I didn’t stick my tongue out. But as I walked out the door with Pina, I made sure my head was held just a little bit higher.

Alexia

I stood by the projector long after the room had emptied, the blue light of the frozen tactical slide reflecting off the glass walls. My fingers tapped a restless rhythm against the table.

Through the glass partition, I watched them. Pina and De Luca—Ora, as everyone was calling her now. They were leaning into each other, Pina saying something that made the Italian girl throw her head back and laugh. It was a genuine, carefree sound that seemed to vibrate through the hallway.

A sharp, cold knot of irritation tightened in my stomach.

It was the lack of discipline that bothered me. Or at least, that’s what I told myself. We were in the middle of pre-season, the most grueling part of the year, and there they were, acting like they were at a summer camp.
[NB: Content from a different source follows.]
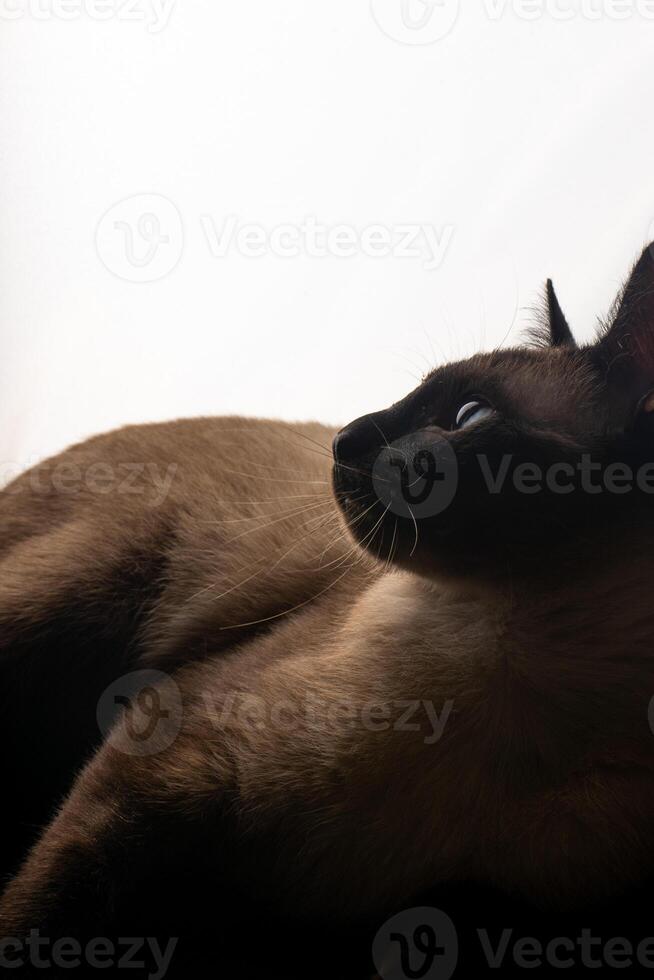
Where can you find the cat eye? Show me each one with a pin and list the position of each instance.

Pina was usually focused, but ever since De Luca arrived, she had become a distraction. They were inseparable—coffee, gym, recovery, leaving together. It was a clique forming in the middle of my locker room, and I hated the imbalance of it.

I don’t like her, I thought, the words landing with a heavy finality in my mind.
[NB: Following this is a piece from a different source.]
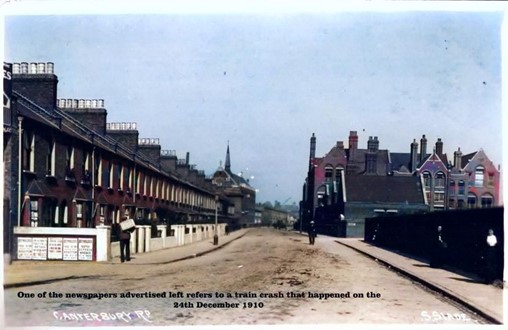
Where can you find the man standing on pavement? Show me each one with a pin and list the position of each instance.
(490, 257)
(439, 248)
(125, 242)
(312, 233)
It wasn’t just the “softness” anymore. It was everything. I didn’t like the way she lowered her head when I spoke, only to catch my eye with that silent, defiant fire. I didn’t like the way she was integrating so easily with everyone else while I remained on my island of responsibility. Most of all, I didn’t like the way I kept looking for her on the pitch, waiting for her to fail just so I could justify the strange, restless energy she stirred up in me.

“You’re going to burn a hole in the back of their heads if you keep staring, Ale.”
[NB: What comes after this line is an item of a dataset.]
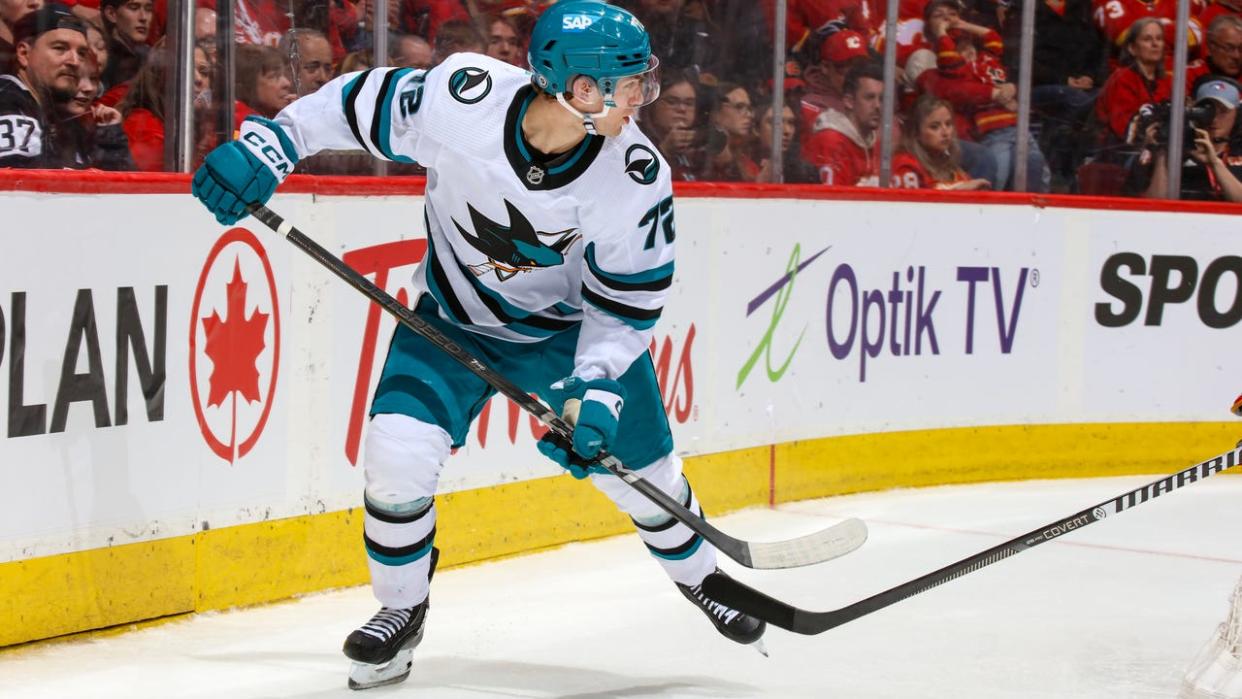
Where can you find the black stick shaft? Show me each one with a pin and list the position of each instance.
(733, 548)
(786, 616)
I didn’t turn around. I knew Mapi’s voice anywhere. She was leaning against the doorframe, her kit bag slung over her shoulder, watching me with that annoying, knowing smirk.

“They’re being unprofessional,” I said, my voice tight. “They should be focused on the transition drills we just discussed, not where they’re going for lunch.”

“They’re twenty-something-year-old girls having a laugh after a two-hour meeting,” Mapi countered, walking over to stand beside me. She looked out at the pair just as Pina playfully shoved Aurora’s shoulder. “Since when is it a crime to have a friend? You and I were exactly like that at their age.”

“It’s different,” I snapped. “The stakes are higher now.”

“Or maybe you’re just annoyed that Pina found a new best friend and you didn’t get an invite to the party,” Mapi teased, though her eyes were observant.

“Don’t be ridiculous,” I hissed, finally turning off the projector and plunging the room into shadows. “I don’t like her. Her energy is wrong for this team. She’s a variable I can’t control, and she’s making Pina soft.”

I pushed past Mapi, heading for the exit. I didn’t want to hear her logic or her “psychology.” I wanted to go home, ice my knee, and forget the way Aurora’s laugh had echoed in the hallway.

I didn’t like her. I told myself that again as I walked to my car. I repeated it like a mantra, hoping that if I said it enough times, it would finally feel like the truth.